From Apple Pay to Apple Payment Processing: Accepting Payments on the iPhone Without Additional Hardware
Well, Steve Jobs created one hell of a company, that’s for sure. Apple continues to grow from strength to strength; over the past 2 decades, Apple has played a significant role in the technology sector. Payment processors are looking on in wonder.
So what’s next for the tech giant? In order to stay on the cutting edge of innovation, Apple is focusing more energy on digital payment processing.
That’s right, Apple has expanded its services and capabilities through the contactless payments technology, Apple Pay.
What Is Apple Pay?
Apple Pay lets users or consumers make purchases and payment transactions through their Apple devices. Instead of using a physical card, one can make payments from an iPhone or iWatch.

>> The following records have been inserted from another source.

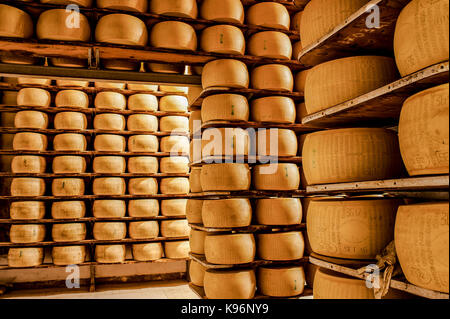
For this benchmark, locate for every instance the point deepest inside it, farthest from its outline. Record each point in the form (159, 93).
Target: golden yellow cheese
(424, 132)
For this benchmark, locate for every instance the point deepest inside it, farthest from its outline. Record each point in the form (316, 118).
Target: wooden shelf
(382, 106)
(353, 37)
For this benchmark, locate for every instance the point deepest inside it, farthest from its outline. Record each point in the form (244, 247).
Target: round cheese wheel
(68, 232)
(143, 102)
(225, 39)
(63, 25)
(143, 230)
(120, 28)
(421, 35)
(279, 211)
(27, 210)
(227, 213)
(68, 255)
(15, 23)
(109, 165)
(330, 157)
(225, 177)
(68, 210)
(281, 246)
(109, 208)
(275, 77)
(147, 252)
(225, 73)
(143, 165)
(25, 257)
(270, 15)
(26, 234)
(69, 165)
(334, 82)
(143, 208)
(231, 249)
(110, 143)
(173, 35)
(226, 107)
(109, 186)
(27, 187)
(69, 142)
(231, 11)
(424, 133)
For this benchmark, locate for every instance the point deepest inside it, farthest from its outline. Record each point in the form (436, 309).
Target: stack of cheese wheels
(330, 157)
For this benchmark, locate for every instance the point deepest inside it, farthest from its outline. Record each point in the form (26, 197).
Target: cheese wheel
(273, 109)
(68, 210)
(231, 11)
(227, 213)
(63, 25)
(281, 246)
(25, 141)
(69, 165)
(143, 102)
(225, 73)
(143, 230)
(110, 100)
(174, 207)
(194, 211)
(25, 257)
(330, 157)
(68, 255)
(142, 123)
(27, 210)
(225, 39)
(70, 121)
(121, 29)
(175, 165)
(33, 97)
(276, 142)
(225, 177)
(351, 236)
(196, 273)
(421, 35)
(109, 186)
(109, 208)
(276, 177)
(26, 234)
(28, 164)
(27, 187)
(272, 77)
(270, 15)
(226, 107)
(110, 143)
(110, 254)
(109, 122)
(422, 230)
(143, 208)
(68, 232)
(424, 132)
(278, 211)
(281, 281)
(173, 103)
(334, 82)
(143, 144)
(69, 142)
(15, 23)
(175, 8)
(321, 16)
(231, 249)
(72, 98)
(177, 249)
(143, 165)
(147, 252)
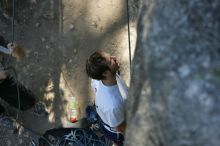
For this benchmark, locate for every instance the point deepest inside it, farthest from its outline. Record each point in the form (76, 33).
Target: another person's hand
(16, 51)
(3, 75)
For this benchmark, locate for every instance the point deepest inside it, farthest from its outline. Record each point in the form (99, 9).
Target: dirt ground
(58, 36)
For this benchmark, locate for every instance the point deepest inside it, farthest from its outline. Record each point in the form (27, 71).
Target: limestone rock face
(175, 85)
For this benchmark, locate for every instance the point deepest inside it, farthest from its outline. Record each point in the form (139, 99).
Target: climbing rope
(129, 38)
(15, 74)
(13, 20)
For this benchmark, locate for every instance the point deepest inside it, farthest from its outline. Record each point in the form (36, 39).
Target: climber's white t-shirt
(110, 105)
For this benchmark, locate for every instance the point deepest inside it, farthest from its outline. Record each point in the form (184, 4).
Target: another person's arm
(121, 128)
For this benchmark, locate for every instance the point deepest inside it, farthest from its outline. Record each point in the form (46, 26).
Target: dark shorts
(117, 138)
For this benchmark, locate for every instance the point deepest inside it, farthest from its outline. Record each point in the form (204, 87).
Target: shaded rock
(174, 98)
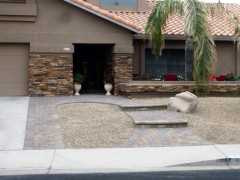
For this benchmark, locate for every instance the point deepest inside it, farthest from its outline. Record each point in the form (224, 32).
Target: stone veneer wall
(122, 69)
(146, 87)
(50, 74)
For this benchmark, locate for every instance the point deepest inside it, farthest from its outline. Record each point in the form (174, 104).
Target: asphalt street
(166, 175)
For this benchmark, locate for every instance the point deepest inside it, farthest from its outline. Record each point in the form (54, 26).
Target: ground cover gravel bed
(216, 120)
(94, 125)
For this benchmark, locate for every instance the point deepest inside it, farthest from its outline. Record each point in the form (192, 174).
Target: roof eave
(182, 37)
(103, 16)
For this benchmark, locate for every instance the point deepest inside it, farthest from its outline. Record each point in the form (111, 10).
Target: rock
(185, 102)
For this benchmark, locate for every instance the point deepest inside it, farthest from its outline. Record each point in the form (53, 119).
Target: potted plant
(108, 81)
(78, 80)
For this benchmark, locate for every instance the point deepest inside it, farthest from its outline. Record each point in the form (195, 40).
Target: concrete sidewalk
(117, 160)
(13, 120)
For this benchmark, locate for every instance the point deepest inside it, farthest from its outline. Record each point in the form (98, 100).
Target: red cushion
(170, 77)
(221, 77)
(211, 77)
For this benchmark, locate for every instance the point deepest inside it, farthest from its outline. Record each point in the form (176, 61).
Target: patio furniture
(212, 77)
(221, 77)
(170, 77)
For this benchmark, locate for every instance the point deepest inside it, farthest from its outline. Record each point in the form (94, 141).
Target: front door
(92, 61)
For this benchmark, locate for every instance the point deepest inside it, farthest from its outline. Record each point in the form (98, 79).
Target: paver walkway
(43, 128)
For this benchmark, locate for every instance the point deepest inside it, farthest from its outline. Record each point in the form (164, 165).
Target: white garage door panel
(14, 69)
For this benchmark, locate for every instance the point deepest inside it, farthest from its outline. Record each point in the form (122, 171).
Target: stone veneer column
(122, 69)
(50, 74)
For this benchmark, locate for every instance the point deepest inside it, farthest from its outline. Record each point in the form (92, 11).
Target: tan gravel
(93, 125)
(216, 120)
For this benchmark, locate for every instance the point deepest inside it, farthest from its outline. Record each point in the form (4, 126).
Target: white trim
(103, 16)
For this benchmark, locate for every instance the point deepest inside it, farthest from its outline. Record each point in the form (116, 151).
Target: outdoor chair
(170, 77)
(221, 77)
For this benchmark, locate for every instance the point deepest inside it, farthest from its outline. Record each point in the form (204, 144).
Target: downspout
(236, 60)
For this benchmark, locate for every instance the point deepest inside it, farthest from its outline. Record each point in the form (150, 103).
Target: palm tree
(200, 50)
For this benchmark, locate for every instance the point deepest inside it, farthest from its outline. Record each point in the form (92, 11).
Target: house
(42, 43)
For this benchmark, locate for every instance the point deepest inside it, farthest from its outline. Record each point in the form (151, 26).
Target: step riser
(160, 126)
(144, 108)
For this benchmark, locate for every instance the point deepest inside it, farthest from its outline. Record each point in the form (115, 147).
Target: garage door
(14, 69)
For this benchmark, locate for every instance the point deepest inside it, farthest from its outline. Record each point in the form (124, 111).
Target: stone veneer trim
(122, 69)
(50, 74)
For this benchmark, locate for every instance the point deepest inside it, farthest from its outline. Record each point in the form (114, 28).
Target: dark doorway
(92, 61)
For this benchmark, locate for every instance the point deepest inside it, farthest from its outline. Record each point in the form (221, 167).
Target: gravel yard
(94, 125)
(216, 120)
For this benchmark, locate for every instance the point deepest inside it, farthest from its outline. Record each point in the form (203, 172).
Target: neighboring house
(43, 42)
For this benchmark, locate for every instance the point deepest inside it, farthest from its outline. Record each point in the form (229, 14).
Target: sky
(223, 1)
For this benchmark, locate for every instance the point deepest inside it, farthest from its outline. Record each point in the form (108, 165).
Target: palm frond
(237, 91)
(230, 16)
(157, 22)
(197, 27)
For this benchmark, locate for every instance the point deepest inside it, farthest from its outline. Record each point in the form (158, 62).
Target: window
(118, 2)
(171, 61)
(12, 1)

Apple Pay supports major debit and credit card providers like Mastercard, Visa, and American Express. The mobile payment system also supports the Apple card as well as U.S. Federal payment cards for veterans and Social Security.
Any Apple device was turned into a mobile wallet, so Apple Pay can be used in stores, restaurants, and establishments worldwide that support and accept cashless payments. In the United States, 75% of stores and restaurants accept Apple Pay, 85% in the UK, and 99% in Australia.

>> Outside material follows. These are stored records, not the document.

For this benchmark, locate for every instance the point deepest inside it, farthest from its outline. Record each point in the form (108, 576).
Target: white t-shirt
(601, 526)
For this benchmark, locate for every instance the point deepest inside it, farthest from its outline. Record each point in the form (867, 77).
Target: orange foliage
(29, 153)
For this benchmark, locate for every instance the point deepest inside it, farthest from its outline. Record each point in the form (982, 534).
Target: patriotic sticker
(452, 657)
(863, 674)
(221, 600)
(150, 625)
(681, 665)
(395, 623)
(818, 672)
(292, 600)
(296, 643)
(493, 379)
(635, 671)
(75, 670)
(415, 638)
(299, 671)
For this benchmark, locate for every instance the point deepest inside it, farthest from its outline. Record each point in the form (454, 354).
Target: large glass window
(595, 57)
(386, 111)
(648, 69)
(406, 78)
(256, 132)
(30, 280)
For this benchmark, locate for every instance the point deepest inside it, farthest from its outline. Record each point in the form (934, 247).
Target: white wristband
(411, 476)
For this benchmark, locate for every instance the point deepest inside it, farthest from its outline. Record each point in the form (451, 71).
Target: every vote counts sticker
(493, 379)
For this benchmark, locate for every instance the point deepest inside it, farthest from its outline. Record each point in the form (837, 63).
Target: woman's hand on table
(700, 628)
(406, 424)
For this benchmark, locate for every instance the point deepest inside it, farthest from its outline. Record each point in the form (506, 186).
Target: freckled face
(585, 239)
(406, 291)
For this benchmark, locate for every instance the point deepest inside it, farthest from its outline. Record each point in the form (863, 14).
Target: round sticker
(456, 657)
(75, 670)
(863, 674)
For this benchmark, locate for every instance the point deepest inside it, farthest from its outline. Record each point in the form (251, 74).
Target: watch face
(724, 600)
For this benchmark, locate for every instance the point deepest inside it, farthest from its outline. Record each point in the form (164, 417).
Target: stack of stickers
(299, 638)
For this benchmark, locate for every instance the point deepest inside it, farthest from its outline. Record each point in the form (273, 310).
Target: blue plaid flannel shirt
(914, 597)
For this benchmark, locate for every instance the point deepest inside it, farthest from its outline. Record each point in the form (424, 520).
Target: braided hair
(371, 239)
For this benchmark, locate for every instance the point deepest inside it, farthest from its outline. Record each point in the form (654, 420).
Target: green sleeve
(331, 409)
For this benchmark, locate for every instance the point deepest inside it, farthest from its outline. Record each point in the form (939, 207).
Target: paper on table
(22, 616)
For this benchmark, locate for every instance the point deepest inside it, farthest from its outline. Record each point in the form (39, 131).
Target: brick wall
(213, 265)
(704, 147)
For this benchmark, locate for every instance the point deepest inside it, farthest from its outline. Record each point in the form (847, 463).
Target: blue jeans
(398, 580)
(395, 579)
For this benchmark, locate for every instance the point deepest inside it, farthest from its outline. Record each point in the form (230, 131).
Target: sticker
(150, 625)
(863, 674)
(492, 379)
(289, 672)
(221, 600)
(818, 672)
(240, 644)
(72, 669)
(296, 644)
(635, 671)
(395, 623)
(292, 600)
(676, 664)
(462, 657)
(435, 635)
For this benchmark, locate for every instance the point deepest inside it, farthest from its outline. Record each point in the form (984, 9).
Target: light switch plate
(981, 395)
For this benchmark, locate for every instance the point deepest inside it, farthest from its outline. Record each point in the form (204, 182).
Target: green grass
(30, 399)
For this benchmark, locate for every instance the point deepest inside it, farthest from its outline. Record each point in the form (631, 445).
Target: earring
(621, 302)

The non-contact payment technology was launched in 2014 and is currently available in 40 countries including America, the UK, Canada, Japan, Singapore, New Zealand, and Hong Kong. It is also compatible with iPhone 6 and newer models, iWatch series one and newer, iPad Pro, iPad Air 2, and newer.
New Payment Processing Feature on Apple Devices
With Apple Pay, merchants are required to put up their own physical POS terminal to process cashless payments. But now, an iPhone acts as the payment terminal itself without a hardware update. Apple users can continuously take advantage of cashless purchases and transactions without the need for additional hardware. The tap-to-pay feature will be available this spring through an IOS update.
From here, developers as well as low-risk and high-risk merchant account processors can then add this capability to their POS software to cater to the payment needs of iOS users.
The existing NFC chip will act as the payment transmitter down to the payment terminal. With the rapidly growing popularity of online transactions fueled by the global pandemic, the payment of goods and services will be more secure, convenient, and quick.
However, the soon-to-be added feature will only be available for iPhones Xs and the latest models according to an article published on the US News website. The feature will not be available on iPads.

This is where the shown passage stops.